Für die Opernballdebütantinnen wird der Prinzessinentraum wahr. Ein Vollbad, Gesichtspflege, Rubbelcreme, Maniküre, eineinhalb Stunden schminken, der Friseurbesuch und das weiße Kleid tragen dazu bei. Ulla Hoffmanns Modell ist maßgeschneidert. Sie hatte es schon früher getragen. Prominente oder Politikergattinnen können das nicht. "In der großen Gesellschaft kann man nicht zweimal mit demselben Kleid ausgehen", weiß Monika Nimmervoll von Fürnkranz. In Zeiten des Sparpaketes denkt man um. "Opulente Kleider werden weniger gekauft, man nimmt lieber ein schlichtes, das sich verwandeln läßt." Selbst das kommt auf fast 25.000 Schilling. Die preisliche Bandbreite liegt zwischen 2.000 und 40.000 Schilling. Je mehr Handarbeit und Stickerei, umso teurer.

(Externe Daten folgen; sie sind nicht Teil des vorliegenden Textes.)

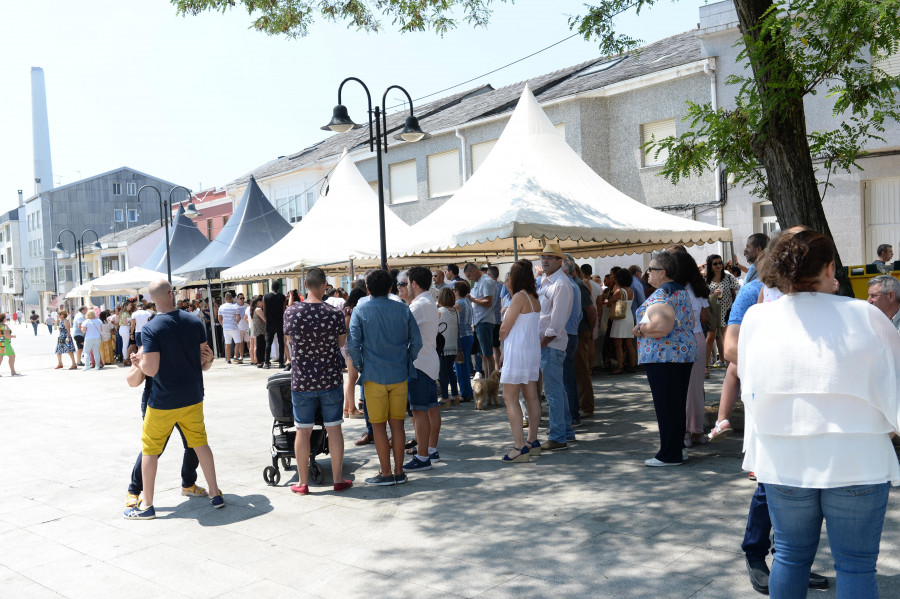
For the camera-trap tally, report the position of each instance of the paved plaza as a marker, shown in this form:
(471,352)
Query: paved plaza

Wortwörtlich auf die Spitze treibt dieses Spiel das traditionelle Modehaus Adlmüller. Die Klientel ist bürgerlich traditionell, auch Konfektionsgrößen von 44 oder 46 sind gefragt. "Gerade Silhouetten sind in, die kaschieren eher." Geschäftsführerin Barbara Perfall weiß, daß sie kundenorientiert einkauft. "Richtige Balltrends würde die Wienerin nicht tragen." "Vorne kurz und hinten lang" ist eine neue Variante, Bein zur Schau zu stellen, ohne die bürgerlichen Vorstellungen guten Geschmacks zu verletzen. Vererbbare Stücke modischer Langlebigkeit kosten: 45.000 Schilling für Nina Ricci, inklusive Jacke. "Früher gab es Modelle um 200.000 Schilling, jetzt sind wir vorsichtiger." Zu Lebzeiten des Modezaren Fred Adlmüller gab es eine Kundin, die sich für ein Kleid zwei Konfektionsgrößen hinunterhungerte. Das kommt heute nicht mehr vor.

"Die wahre Emanzipation wird erreicht sein, wenn Männer auch Männerröcke tragen," meint Annemarie Bönsch, "doch das werde ich nicht mehr erleben."

Wenn es heuer "Alles Walzer" heißt, werden 186 Prinzessinnen mit 186 befrackten Prinzen tanzen.